If I recall, united gave amfa a go for a little while. What happened?
Here's why:
Why It Happened
The restructuring of the aviation industry during the last decade is ongoing. The current economic reality — $117 barrel of oil, outsourcing, stagnant wages, high health care costs — will lead to new demands by UAL and other carriers to undermine the wages and benefits of aircraft technicians and other aviation employees.
In this context, our members’ high turnout and their rejection of AMFA as the bargaining representative resulted from several factors. The first, in our view, is the context in which AMFA took over in 2003. AMFA operated in an environment of bankruptcy-imposed concessions just prior to winning certification. Soon after it suffered a second round of bankruptcy wage and work rule concessions, followed by more layoffs.
This environment triggered fear, anger and frustration within the ranks. Members felt overwhelmed by the forces arrayed against them: United Airlines, the corporate-biased bankruptcy law, the courts, and an anti-worker administration in Washington D.C. Many decided that we needed an equally powerful agent to counteract the corporate/government juggernaut. They willingly overlooked IBT’s anti-democratic operations and long history of corruption while they bought into the myth of the Teamsters as a big and powerful protector.

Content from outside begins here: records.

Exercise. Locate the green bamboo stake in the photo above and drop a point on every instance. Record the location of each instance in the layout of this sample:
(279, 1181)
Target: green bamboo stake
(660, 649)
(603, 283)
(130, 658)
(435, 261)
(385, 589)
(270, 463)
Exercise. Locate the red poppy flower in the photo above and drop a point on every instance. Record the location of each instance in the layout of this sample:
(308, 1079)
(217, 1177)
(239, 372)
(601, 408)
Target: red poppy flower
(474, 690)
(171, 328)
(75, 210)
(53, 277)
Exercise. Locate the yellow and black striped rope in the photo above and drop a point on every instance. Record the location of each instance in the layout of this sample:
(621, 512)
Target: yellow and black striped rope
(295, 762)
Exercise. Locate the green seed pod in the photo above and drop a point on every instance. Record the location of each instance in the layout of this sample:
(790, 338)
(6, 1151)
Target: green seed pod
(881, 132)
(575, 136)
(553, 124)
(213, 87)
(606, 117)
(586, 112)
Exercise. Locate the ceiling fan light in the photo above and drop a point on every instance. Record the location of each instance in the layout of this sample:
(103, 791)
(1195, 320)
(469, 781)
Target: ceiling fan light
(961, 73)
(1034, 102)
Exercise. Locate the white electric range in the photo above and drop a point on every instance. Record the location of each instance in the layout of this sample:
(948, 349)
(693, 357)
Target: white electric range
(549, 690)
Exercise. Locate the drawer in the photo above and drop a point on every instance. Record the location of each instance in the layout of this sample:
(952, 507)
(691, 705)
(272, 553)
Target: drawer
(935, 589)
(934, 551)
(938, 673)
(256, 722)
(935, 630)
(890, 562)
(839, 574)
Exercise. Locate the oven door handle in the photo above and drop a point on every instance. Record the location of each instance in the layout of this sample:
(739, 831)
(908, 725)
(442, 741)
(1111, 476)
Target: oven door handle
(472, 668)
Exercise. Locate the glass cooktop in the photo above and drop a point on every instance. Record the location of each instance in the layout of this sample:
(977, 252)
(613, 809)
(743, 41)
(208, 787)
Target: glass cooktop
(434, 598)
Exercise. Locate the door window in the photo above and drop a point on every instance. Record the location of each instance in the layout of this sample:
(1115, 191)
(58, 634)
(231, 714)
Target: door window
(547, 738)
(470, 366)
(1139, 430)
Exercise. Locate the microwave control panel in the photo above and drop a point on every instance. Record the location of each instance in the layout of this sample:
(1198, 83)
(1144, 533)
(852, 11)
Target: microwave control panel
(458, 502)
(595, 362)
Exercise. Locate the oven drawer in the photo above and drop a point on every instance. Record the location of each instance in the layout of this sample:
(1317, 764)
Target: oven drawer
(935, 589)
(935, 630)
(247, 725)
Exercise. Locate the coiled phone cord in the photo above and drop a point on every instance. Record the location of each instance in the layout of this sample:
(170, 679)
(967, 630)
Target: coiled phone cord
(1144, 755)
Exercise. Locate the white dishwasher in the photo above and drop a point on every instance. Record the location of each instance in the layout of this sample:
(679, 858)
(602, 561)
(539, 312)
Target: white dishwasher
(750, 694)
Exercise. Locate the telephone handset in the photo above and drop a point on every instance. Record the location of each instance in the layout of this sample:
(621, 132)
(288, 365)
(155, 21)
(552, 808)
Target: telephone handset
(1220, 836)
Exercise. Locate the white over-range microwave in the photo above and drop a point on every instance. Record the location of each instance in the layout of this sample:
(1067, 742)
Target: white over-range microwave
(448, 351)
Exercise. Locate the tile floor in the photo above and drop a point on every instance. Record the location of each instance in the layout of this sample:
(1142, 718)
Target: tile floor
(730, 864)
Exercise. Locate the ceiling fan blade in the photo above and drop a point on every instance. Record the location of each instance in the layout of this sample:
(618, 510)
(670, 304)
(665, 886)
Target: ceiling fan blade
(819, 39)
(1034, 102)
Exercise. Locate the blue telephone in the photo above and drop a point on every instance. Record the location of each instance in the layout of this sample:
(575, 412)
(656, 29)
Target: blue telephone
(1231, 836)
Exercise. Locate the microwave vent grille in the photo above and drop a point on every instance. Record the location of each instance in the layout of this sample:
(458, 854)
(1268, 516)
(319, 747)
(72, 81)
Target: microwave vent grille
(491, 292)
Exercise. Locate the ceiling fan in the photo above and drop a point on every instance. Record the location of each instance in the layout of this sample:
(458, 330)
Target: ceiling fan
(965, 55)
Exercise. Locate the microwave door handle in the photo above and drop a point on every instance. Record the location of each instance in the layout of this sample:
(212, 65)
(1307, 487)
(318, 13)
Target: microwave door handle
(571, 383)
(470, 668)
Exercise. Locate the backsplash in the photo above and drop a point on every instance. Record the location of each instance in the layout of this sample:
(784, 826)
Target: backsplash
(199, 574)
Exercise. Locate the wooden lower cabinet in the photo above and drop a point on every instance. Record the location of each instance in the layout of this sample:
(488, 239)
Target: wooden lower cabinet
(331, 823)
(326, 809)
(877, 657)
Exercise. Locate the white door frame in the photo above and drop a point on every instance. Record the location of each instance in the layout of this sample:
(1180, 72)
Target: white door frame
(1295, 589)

Bankruptcy and Concessions
UAL entered Chapter 11 bankruptcy on December 9, 2002. On January 10, 2003, the bankruptcy judge mandated a temporary wage reduction of 14%. On April 29, a six-year concessionary agreement was ratified with annual cuts of $340 million. By May the Indianapolis and Oakland maintenance bases were closed, leading to thousands of layoffs.
That was round one of the Chapter 11 process, just before AMFA came on board. A second round began in November 2004 resulting in more concessions in 2005. All five UAL pension plans were terminated, including the plan for mechanic and related employees. The pension blow was pre-arranged by UAL, imposed by the Pension Benefit Guaranty Corporation (PBGC), and signed off by the bankruptcy court.
UAL languished in bankruptcy for nearly 38 months — the longest in aviation history — finally exiting on February 1, 2006.
The IBT drive to replace AMFA began in 2006. The turmoil in the industry, however, put the issue of maintenance restructuring on the table. Would UAL sell the San Francisco Base? Would that division become a stand-alone Maintenance Repair and Overhaul (MRO) facility—separate from the main airline? AMFA still hadn’t negotiated its first full collective bargaining agreement.